Cory Doctorow
Cory Doctorow. Photo credit: Gregory Katsoulis/Flickr

Digital rights activist Cory Doctorow claims Google executives pitched a strategy in 2019 to deliberately make search results worse, forcing users to run multiple queries and view more advertisements despite holding 90 per cent market share, citing internal documents revealed in antitrust proceedings.

The revelation forms part of a broader pattern of platform degradation that Doctorow has documented over decades of observing major technology companies. In conversation with Vox, he outlined how platforms systematically worsen their services after achieving dominance to extract maximum revenue from both users and business customers.

Doctorow terms this systematic degradation “enshittification” – describing it as a process where platforms initially provide excellent service to attract users, then exploit switching costs and network effects to lock them in before worsening the experience to boost profits.

Paying for prominent placement

Doctorow claims the degradation extends beyond consumer services into enterprise markets. Amazon’s advertising business, which he says is now worth more than $50 billion annually, operates as what he calls “payola” – requiring sellers to pay for prominent placement in search results rather than displaying the best value products.

“The first result is often not the best price or best quality; it’s who paid the most,” Doctorow told Vox, drawing on decades of research documented in his book, Enshittification: Why Everything Suddenly Got Worse and What to Do About It. His analysis shows the top search result averages 29 per cent more expensive than the actual best deal.

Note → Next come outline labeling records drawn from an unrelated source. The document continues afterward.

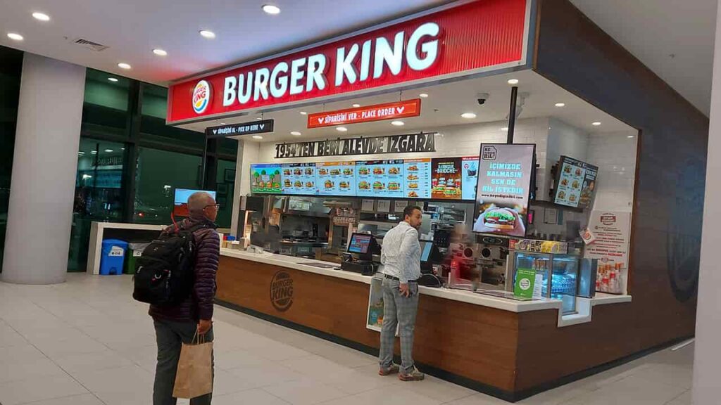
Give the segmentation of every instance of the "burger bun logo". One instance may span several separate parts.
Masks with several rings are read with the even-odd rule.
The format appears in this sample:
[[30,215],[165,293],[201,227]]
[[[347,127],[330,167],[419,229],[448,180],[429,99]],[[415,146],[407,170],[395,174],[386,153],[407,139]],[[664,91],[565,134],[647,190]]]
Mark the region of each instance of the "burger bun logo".
[[212,93],[211,84],[208,81],[201,80],[195,84],[195,89],[193,91],[193,110],[195,114],[203,114],[205,111],[211,104]]

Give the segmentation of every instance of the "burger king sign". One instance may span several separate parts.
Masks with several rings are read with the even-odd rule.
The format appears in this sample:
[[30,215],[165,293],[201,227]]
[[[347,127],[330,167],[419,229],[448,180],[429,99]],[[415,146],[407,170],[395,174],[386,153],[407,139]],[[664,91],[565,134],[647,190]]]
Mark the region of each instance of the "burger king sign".
[[211,84],[201,80],[195,84],[195,89],[193,91],[193,109],[196,114],[202,114],[208,106],[211,104]]

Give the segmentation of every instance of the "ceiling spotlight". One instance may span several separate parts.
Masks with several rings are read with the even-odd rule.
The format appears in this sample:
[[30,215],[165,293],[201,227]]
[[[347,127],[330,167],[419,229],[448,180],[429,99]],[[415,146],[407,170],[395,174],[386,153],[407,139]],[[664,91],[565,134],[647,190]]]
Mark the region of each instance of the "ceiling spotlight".
[[45,13],[35,12],[32,13],[32,17],[40,21],[50,21],[50,16]]
[[264,12],[269,14],[280,14],[280,7],[278,6],[273,6],[273,4],[265,4],[261,7]]

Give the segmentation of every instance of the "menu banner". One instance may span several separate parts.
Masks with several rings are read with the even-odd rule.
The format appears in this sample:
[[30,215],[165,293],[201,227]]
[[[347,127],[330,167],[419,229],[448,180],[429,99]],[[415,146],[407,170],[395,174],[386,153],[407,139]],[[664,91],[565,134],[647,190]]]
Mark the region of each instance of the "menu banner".
[[317,163],[319,195],[355,196],[355,162]]
[[309,114],[308,128],[319,128],[345,124],[358,124],[418,117],[419,115],[420,115],[420,99],[414,99],[337,111]]
[[275,159],[435,151],[435,133],[361,136],[345,139],[275,144]]
[[482,143],[474,232],[526,236],[535,144]]
[[432,162],[431,198],[461,200],[463,158],[438,158]]
[[283,192],[280,164],[251,164],[250,191],[273,194]]

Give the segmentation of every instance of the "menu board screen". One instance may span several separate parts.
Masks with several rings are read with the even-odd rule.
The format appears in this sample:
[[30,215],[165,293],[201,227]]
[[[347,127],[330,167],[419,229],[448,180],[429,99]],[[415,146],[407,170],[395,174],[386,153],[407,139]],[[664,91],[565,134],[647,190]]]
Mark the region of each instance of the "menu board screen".
[[314,163],[290,163],[281,165],[283,193],[312,195],[316,193]]
[[403,188],[408,198],[430,198],[430,159],[403,161]]
[[561,156],[557,170],[554,202],[574,208],[588,207],[593,199],[598,168],[573,158]]
[[462,158],[438,158],[431,160],[431,198],[461,199],[462,166]]
[[403,197],[402,160],[356,161],[355,169],[358,197]]
[[355,162],[317,163],[316,172],[319,195],[355,196]]
[[478,184],[478,156],[467,156],[462,160],[461,197],[463,200],[475,200],[476,185]]
[[252,192],[282,192],[280,164],[251,164],[250,190]]

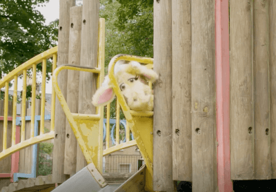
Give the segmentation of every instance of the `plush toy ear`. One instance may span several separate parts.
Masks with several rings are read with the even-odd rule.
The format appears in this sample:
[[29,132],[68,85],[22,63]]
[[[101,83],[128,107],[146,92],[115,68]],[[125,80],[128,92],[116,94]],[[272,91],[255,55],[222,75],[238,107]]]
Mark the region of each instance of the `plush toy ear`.
[[92,103],[95,106],[107,105],[113,101],[115,93],[110,86],[108,85],[109,79],[105,79],[102,86],[96,91],[92,98]]
[[131,67],[129,68],[129,70],[135,70],[136,74],[143,76],[147,81],[154,83],[158,79],[158,75],[153,70],[149,69],[137,61],[131,61],[130,64]]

Doctorow says enterprise customers face additional constraints through “most-favoured nation” clauses that force sellers to raise prices across all platforms if they increase them on Amazon to cover the company’s fees. He argues this mechanism spreads Amazon’s pricing power beyond its own marketplace into broader e-commerce.

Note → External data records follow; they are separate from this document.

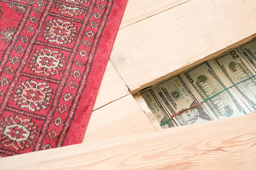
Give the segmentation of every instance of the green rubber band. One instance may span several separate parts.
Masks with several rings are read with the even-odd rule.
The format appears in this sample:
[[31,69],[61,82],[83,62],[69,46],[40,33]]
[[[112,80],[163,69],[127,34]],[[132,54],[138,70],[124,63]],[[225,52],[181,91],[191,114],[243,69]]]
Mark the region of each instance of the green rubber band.
[[166,121],[163,122],[162,123],[161,123],[161,124],[160,124],[160,126],[163,125],[166,123],[168,123],[170,121],[171,121],[172,120],[172,118],[171,118],[170,119],[168,119],[167,121]]

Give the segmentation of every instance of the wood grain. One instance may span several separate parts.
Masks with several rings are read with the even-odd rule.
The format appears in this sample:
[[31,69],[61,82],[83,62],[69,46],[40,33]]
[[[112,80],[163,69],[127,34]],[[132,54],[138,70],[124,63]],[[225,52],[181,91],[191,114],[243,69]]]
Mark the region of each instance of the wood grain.
[[192,0],[121,29],[111,60],[134,94],[256,36],[256,1]]
[[125,86],[111,62],[109,61],[98,92],[93,110],[129,94],[130,93],[127,86]]
[[129,95],[93,112],[83,142],[155,130]]
[[256,114],[0,159],[1,169],[253,170]]
[[129,0],[119,29],[190,0]]

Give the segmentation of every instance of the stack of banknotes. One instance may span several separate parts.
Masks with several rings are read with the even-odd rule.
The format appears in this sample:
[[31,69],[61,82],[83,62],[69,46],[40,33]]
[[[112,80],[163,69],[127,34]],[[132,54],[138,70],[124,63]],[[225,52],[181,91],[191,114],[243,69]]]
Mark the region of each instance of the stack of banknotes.
[[[140,94],[160,124],[172,115],[256,75],[256,40],[143,89]],[[175,116],[163,128],[243,115],[256,109],[256,78]]]

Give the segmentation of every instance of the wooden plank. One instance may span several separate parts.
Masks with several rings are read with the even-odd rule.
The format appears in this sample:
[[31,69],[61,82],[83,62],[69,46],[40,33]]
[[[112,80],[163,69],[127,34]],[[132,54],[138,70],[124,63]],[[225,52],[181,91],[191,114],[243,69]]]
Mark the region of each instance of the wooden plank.
[[119,29],[190,0],[129,0]]
[[110,61],[98,92],[93,110],[130,94],[127,86]]
[[255,16],[255,0],[192,0],[120,29],[111,60],[134,94],[249,41]]
[[155,130],[130,95],[93,112],[83,142]]
[[256,114],[0,159],[1,169],[253,170]]

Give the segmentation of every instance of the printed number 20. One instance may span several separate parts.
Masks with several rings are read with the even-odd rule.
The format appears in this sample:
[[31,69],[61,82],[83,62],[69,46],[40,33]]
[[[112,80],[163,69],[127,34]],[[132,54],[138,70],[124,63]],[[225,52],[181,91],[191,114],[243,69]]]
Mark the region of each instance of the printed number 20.
[[236,54],[235,51],[232,51],[230,52],[230,54],[232,56],[232,58],[234,60],[236,60],[237,58],[239,58],[239,56]]

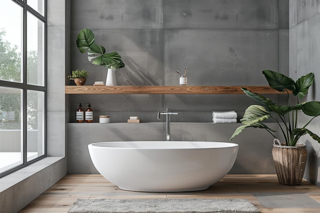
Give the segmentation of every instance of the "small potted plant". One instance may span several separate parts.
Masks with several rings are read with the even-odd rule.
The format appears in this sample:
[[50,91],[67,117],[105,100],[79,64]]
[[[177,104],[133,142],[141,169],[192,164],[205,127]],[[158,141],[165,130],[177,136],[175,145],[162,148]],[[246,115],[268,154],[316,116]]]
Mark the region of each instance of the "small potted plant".
[[72,70],[72,74],[67,76],[69,79],[75,81],[75,83],[77,86],[81,86],[84,84],[85,81],[89,75],[85,69],[80,70],[77,69],[75,70]]
[[[313,73],[301,77],[296,81],[284,75],[270,70],[262,72],[270,86],[277,90],[286,91],[288,105],[280,106],[264,96],[241,88],[245,94],[253,98],[260,105],[249,106],[240,120],[243,125],[239,127],[230,140],[247,127],[266,129],[275,139],[272,148],[272,157],[278,180],[280,183],[298,185],[301,183],[305,169],[307,153],[306,145],[297,144],[300,137],[308,134],[320,143],[320,138],[306,128],[307,126],[316,117],[320,115],[320,102],[310,101],[300,103],[300,99],[308,92],[314,79]],[[292,91],[292,94],[289,91]],[[290,92],[291,93],[291,92]],[[295,105],[290,106],[290,98],[296,97]],[[310,116],[311,119],[303,125],[298,122],[298,111]],[[275,116],[276,115],[276,116]],[[279,117],[279,120],[277,119]],[[266,123],[261,123],[269,119],[273,119],[282,132],[284,141],[281,143],[272,134],[275,130],[269,128]],[[298,127],[298,125],[301,125]]]
[[76,42],[80,53],[87,52],[88,60],[93,64],[104,66],[108,69],[105,85],[116,86],[115,72],[125,66],[121,56],[116,52],[106,53],[103,46],[96,43],[94,33],[87,28],[80,31]]

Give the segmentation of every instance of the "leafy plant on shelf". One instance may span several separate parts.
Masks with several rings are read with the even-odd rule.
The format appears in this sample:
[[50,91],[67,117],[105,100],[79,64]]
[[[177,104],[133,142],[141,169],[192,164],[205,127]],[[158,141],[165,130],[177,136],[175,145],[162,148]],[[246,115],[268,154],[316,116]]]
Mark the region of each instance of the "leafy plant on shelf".
[[[274,71],[264,70],[262,73],[271,88],[278,91],[287,92],[288,105],[278,105],[261,94],[252,92],[246,88],[242,87],[241,89],[245,94],[253,98],[260,105],[251,105],[246,109],[243,117],[240,120],[243,125],[237,128],[230,140],[247,127],[265,129],[276,138],[272,134],[272,132],[276,131],[261,123],[263,121],[271,118],[274,119],[279,125],[280,129],[284,136],[286,146],[295,146],[300,137],[307,133],[320,143],[319,136],[306,128],[315,117],[320,115],[320,102],[299,102],[300,99],[307,94],[309,88],[313,83],[313,74],[309,73],[294,82],[290,78]],[[292,94],[289,94],[288,91],[292,91],[292,94],[296,97],[296,104],[294,106],[289,106],[290,98]],[[298,127],[299,111],[302,111],[305,114],[312,117],[309,122],[301,128]],[[274,116],[274,114],[279,115],[280,122]]]
[[72,74],[69,75],[67,77],[69,78],[70,80],[75,80],[75,79],[76,78],[87,78],[89,74],[89,73],[87,73],[84,69],[82,69],[82,70],[76,69],[75,70],[72,70]]
[[111,69],[119,69],[125,66],[121,56],[117,52],[106,53],[104,47],[95,43],[95,35],[91,30],[82,29],[76,41],[80,53],[88,52],[88,60],[93,64],[103,65]]

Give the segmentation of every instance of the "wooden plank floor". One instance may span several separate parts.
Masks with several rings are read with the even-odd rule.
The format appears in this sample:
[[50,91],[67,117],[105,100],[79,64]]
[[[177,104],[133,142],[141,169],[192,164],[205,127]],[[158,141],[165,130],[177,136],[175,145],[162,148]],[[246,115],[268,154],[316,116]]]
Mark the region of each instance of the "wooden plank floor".
[[67,213],[78,198],[193,198],[246,199],[263,213],[320,212],[320,187],[304,181],[296,186],[282,185],[275,175],[227,175],[207,190],[185,193],[126,191],[100,175],[68,175],[19,213]]

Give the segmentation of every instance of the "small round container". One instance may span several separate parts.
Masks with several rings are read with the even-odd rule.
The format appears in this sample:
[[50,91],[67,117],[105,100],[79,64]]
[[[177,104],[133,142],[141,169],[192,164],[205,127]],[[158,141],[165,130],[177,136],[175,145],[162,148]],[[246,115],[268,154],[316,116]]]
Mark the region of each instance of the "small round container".
[[110,123],[110,115],[99,115],[99,123],[100,124]]
[[179,79],[179,84],[180,84],[180,86],[186,86],[188,84],[187,77],[180,77]]

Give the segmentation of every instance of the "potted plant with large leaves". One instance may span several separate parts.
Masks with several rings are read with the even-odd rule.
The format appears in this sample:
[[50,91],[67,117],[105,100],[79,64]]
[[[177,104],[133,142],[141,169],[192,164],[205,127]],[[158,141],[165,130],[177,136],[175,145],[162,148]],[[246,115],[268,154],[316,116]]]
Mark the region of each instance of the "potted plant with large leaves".
[[[242,87],[245,94],[260,105],[250,105],[246,109],[240,120],[243,125],[237,128],[230,140],[247,127],[266,129],[275,138],[272,152],[279,182],[288,185],[300,184],[304,173],[307,153],[306,145],[297,142],[302,136],[308,134],[320,143],[319,136],[306,128],[314,118],[320,115],[320,102],[300,103],[300,99],[307,93],[313,84],[314,75],[309,73],[295,82],[291,78],[274,71],[264,70],[262,73],[271,88],[287,92],[288,105],[279,105],[261,94]],[[296,97],[296,103],[294,106],[290,106],[290,98],[292,95]],[[298,111],[311,116],[310,120],[302,127],[298,127],[298,124],[301,125],[298,121]],[[262,122],[269,119],[273,119],[279,124],[284,138],[283,143],[280,143],[272,133],[276,130]]]
[[105,48],[95,43],[95,35],[91,30],[83,29],[77,37],[77,46],[81,53],[88,53],[88,60],[93,64],[102,65],[108,68],[106,86],[115,86],[116,69],[125,66],[117,52],[106,53]]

The pattern affects business decision-making across digitised sectors as companies gain the technical capability to adjust pricing and service quality on a per-user basis whilst legal protections prevent customers from inspecting or modifying the underlying software, he claims.

Doctorow argues the solution requires structural changes including antitrust enforcement, interoperability rights, and increased worker power rather than consumer choice alone, noting that alternative services often become degraded as dominant platforms eliminate competition.